As for Wonder Woman herself, Gal Gadot’s performance was energizing and came across just as good as what she delivered in the first film. Every time Gadot is on screen, whether as Diana or Wonder Woman, you can’t help but be inspired by her undeniable strength and her sizable heart. As for the return of her love, Steve Trevor, played by Chris Pine, their meeting is quite lackluster. That said, Pine is fantastic in this film and the humor that’s centered around him learning to live in the ’80s will definitely generate lots of laughs. However, the exploration of their relationship felt like it should have been sized down and re-focused so as to give more credence to the impact of Steve’s return.
Now, in terms of the action, that’s the biggest highlight of the film. Watching Wonder Woman fight as her theme song plays in the background is going to get anyone jazzed up. A scene that’s a personal favorite of mine takes place in Egypt and features a car chase that had me on the edge of my sofa. Furthermore, that moment is also a pivotal point in the film as we begin to learn about how powerful this puzzling gemstone truly is.
The only downside to the action moments is that there are so many lulls in between. This had me question why this film had to be so long to begin with. However, my biggest gripe with this film is the way in which the larger plot points are executed. Once we have learned that the gem grants wishes, we get to see how our characters react to that, whether for good or bad. However, Diana’s wish is done so subtlety that if you don’t pick up on it then you’ll most likely be confused by how her wish even came true – which leads to a lot of confusion. It wasn’t until I went back and rewatched what I assumed was the scene in question that I was able to understand when that crucial moment took place.

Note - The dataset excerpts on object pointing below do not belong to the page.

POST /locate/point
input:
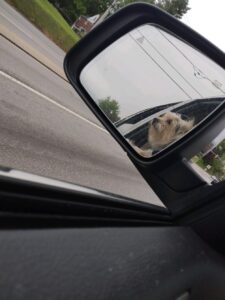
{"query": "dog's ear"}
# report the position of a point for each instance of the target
(184, 126)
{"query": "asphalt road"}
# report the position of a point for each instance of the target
(46, 129)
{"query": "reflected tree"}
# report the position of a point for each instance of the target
(111, 108)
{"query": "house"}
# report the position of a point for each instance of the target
(84, 24)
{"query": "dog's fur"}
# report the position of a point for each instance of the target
(164, 130)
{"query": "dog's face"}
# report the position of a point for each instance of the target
(166, 129)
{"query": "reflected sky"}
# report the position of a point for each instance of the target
(149, 67)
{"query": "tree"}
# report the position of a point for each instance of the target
(175, 7)
(111, 108)
(72, 9)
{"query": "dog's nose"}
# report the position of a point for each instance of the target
(155, 121)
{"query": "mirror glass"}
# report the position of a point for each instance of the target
(153, 87)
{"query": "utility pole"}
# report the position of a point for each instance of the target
(105, 14)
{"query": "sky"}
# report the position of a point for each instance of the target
(149, 67)
(207, 17)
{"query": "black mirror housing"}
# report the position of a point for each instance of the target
(169, 173)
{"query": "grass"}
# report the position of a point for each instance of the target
(47, 18)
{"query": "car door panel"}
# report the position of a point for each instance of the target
(109, 263)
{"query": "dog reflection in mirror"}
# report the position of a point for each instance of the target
(164, 130)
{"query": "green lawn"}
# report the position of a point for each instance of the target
(47, 18)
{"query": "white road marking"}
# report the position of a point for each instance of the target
(50, 100)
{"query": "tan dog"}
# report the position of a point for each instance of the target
(164, 130)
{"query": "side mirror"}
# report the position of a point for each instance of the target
(158, 87)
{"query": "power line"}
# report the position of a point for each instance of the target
(160, 67)
(197, 71)
(170, 64)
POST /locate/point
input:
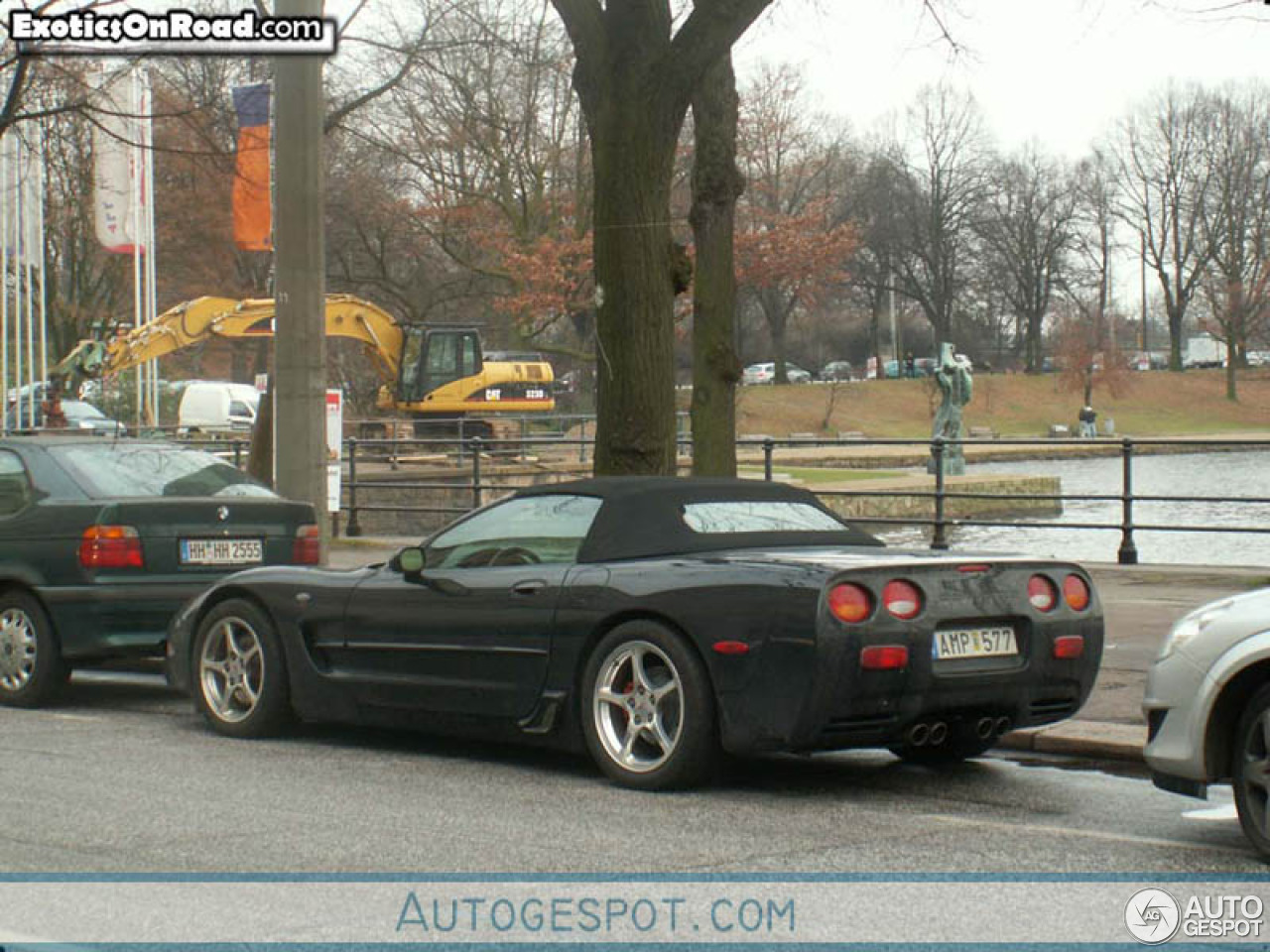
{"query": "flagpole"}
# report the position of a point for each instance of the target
(151, 282)
(5, 140)
(135, 180)
(27, 266)
(40, 258)
(17, 273)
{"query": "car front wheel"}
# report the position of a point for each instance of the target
(32, 669)
(1251, 771)
(240, 679)
(648, 710)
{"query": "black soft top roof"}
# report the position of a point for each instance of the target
(643, 517)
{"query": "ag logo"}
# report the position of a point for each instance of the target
(1152, 916)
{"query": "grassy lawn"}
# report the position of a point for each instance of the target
(1155, 404)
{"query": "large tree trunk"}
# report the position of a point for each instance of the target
(716, 182)
(635, 277)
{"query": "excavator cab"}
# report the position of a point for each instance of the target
(434, 358)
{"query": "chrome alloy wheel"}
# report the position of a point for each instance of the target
(1254, 774)
(638, 706)
(17, 649)
(231, 669)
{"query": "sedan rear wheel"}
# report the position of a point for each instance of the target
(649, 712)
(32, 670)
(1251, 771)
(240, 675)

Additionally, I was also really put off by the insane amount of times we had to see men catcalling the women in the film. I could see it being done a few times to reiterate the point of how women are treated in and out of the workplace, but I literally have no idea what the point was of having it shown an excessive amount of time. When you already have an inflated runtime, moments like this really don’t add much to the film especially when you are waiting close to an hour to even understand what exactly is even happening. Once things finally do hit the proverbial fan, utter chaos unfolds but it’s so unorganized that it’s a detriment to the storytelling process.
Patty Jenkins is an immensely talented filmmaker and we saw what she was capable of with Wonder Woman. While I’ve pointed out many negatives, it’s difficult not to be frustrate and wonder how a follow-up of this magnitude could go downhill so quickly. That said, the film does have a message of hope that is more important now than ever. Unfortunately, this message isn’t given enough room to breathe and – ultimately – feels too rushed at the end. In all, I think everyone should see the film to form their own opinions but, for this critic, WONDER WOMAN 1984 was a disappointment.
WONDER WOMAN 1984 arrives in theaters and on HBO Max on December 25, 2020.